"Ik heb altijd gedacht dat het Paradijs een soort bibliotheek zou zijn" - Jorge Luis Borges

Arita/Table of contents

Donderdag, 23 maart, 2017

Geschreven door: Anniina Koivu
Artikel door: Peter van Kester

Arita Porselein: een nieuwe kans voor een stagnerend ambacht?

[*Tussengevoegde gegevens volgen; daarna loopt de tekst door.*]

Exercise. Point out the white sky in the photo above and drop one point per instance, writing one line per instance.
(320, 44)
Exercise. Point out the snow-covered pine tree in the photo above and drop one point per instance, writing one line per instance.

[Recensie] In 2005 maakte ik voor de Amsterdamse designgalerie BINNEN een presentatie van de Japanse ontwerper Toshiyuki Kita. Vooral bekend om zijn Wink Sofa voor Cassina, een verstelbare fauteuil met Micky Mouse oren. Kita zoekt een synthese tussen Oost en West en maakt zich ook sterk voor het ambacht. Op onze tentoonstelling toonde hij onder meer porselein, waarin westerse vormen en Japanse ambachtstradities verrassend samen kwamen. Bij die gelegenheid hoorde ik voor het eerst over het Japanse Arita en zijn rijke porseleintraditie.

Rijksmuseum

Toen de Nederlandse ontwerpers Stefan Scholten en Carole Baijings vier jaar geleden vertelden dat zij in Arita waren, was mijn interesse meteen gewekt. Zij ontwierpen er enkele mooie keramische collecties die internationaal aansloegen. Daarna werden zij de artistieke adviseurs voor het project ‘2016/Arita Japan’ dat vierhonderd jaar keramiekproductie in Arita vierde. Inmiddels hebben zij Europese ontwerpers laten werken in de Arita studio’s en brachten zij een duurzame uitwisseling op gang. De resultaten stonden vorig jaar op een tentoonstelling in de Aziatische afdeling van het Rijksmuseum in Amsterdam. Bij die gelegenheid verscheen het prachtboek Arita/Table of contents – Studies in Japanese Porcelain.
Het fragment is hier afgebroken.